Rev. John H. Goodrow served as rector at St. John’s from 1962 until his sudden death in 1985. Rev. Goodrow was very aware of those in need in the community and privately assisted many through the help of wealthier friends in the local oil community. During his tenure, he strongly supported "Food with Friends," a Commission on Aging program that provided nightly meals in the parish hall for community members. He was also responsible for many other community outreach initiatives, including the St. John’s Emergency Food Program.

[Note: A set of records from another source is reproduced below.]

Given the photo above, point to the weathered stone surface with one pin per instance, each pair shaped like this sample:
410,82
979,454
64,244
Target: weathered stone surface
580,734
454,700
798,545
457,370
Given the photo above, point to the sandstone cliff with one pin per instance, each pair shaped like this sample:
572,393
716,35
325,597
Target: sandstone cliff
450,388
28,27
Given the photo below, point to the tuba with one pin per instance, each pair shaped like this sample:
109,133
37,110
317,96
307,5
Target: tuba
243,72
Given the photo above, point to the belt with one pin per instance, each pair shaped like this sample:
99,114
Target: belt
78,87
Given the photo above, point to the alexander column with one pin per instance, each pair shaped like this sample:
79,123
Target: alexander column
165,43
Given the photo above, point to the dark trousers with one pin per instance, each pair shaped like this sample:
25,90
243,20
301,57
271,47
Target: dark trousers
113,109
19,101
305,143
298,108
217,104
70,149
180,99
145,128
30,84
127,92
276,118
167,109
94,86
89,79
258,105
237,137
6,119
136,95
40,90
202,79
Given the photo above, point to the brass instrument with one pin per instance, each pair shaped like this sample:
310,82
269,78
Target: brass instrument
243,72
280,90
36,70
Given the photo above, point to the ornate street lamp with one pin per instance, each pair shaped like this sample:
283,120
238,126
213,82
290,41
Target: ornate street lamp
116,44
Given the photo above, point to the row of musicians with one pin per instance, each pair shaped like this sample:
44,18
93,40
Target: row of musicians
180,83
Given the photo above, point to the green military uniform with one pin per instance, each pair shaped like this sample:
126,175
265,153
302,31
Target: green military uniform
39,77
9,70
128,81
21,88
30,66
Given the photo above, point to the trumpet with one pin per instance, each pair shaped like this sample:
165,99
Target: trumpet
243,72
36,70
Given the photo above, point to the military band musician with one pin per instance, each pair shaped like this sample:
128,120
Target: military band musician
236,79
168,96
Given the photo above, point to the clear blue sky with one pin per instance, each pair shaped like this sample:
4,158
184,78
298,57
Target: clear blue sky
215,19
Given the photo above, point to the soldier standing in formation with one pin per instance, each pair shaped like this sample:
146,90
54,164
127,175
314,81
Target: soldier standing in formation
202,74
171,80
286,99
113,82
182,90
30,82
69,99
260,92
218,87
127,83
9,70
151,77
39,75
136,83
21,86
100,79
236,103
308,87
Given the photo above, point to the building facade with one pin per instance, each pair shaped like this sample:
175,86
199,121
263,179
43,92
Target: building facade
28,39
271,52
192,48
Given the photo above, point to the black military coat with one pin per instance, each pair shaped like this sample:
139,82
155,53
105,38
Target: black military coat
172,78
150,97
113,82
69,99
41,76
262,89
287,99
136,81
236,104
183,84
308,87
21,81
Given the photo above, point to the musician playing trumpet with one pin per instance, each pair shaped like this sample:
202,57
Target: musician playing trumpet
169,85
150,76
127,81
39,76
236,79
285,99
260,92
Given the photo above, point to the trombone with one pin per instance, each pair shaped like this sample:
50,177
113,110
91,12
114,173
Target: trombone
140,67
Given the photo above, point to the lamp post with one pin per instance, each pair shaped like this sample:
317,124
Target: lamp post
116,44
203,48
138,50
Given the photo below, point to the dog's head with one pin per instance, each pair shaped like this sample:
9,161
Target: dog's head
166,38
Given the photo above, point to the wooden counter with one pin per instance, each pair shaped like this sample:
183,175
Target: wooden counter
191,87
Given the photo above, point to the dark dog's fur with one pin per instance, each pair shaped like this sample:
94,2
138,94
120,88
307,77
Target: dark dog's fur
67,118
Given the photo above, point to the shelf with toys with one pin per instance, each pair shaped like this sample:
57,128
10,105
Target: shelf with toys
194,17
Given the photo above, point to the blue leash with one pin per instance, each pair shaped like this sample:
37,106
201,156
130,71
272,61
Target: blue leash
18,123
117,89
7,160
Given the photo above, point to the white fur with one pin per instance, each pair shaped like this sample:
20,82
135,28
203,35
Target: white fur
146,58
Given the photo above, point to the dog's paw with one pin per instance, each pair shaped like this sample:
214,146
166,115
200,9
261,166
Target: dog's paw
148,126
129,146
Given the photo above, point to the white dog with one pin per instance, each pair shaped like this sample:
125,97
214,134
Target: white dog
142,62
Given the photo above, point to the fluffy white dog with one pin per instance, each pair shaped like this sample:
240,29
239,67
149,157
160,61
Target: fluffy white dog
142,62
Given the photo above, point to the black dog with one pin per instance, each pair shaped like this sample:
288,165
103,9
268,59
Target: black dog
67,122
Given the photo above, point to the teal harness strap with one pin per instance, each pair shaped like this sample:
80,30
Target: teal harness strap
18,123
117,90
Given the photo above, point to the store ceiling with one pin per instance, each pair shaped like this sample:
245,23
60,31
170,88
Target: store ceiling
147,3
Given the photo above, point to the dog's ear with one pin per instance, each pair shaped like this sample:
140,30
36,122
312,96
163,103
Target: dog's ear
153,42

The Goodrow Fund at St. John’s was established and named in his honor (in 1986?). The Fund’s intent is “to provide emergency assistance, including food, shelter, clothing, medicine, gasoline, or other support. This fund maintains a particular interest in serving the special needs of community members . . . not met or fulfilled by other community resources.” Because of its community outreach via the Goodrow Fund, St. John’s was recognized by the Episcopal Church (United States) as a Jubilee Ministry, or a ministry which “engages congregations in the important work of empowering people to change their lives.”

==Music program==
St. John’s has for many years had a music program. The choir and organist perform a range of music from early plainsong to modern pieces, some of which have been commissioned for the church. The church funds four choral students from Central Michigan University’s School of Music who sing with the choir. Over time, choirs have included a men and boys’ choir, various children’s choirs, and a mixed adult choir.

==Organ==
Since 1972 the church has had a Gabriel Kney tracker pipe organ.

==Center for Christian Spirituality==
The Center for Christian Spirituality was established at St. John’s in 2008 for the purpose of helping people develop a deeper relationship with God. Various workshops and presentations have included quiet days for laity and clergy, Celtic Christianity, Aging and Spirituality, Native American spirituality, Spirituality and Work, and a study of Handel’s Messiah, among others.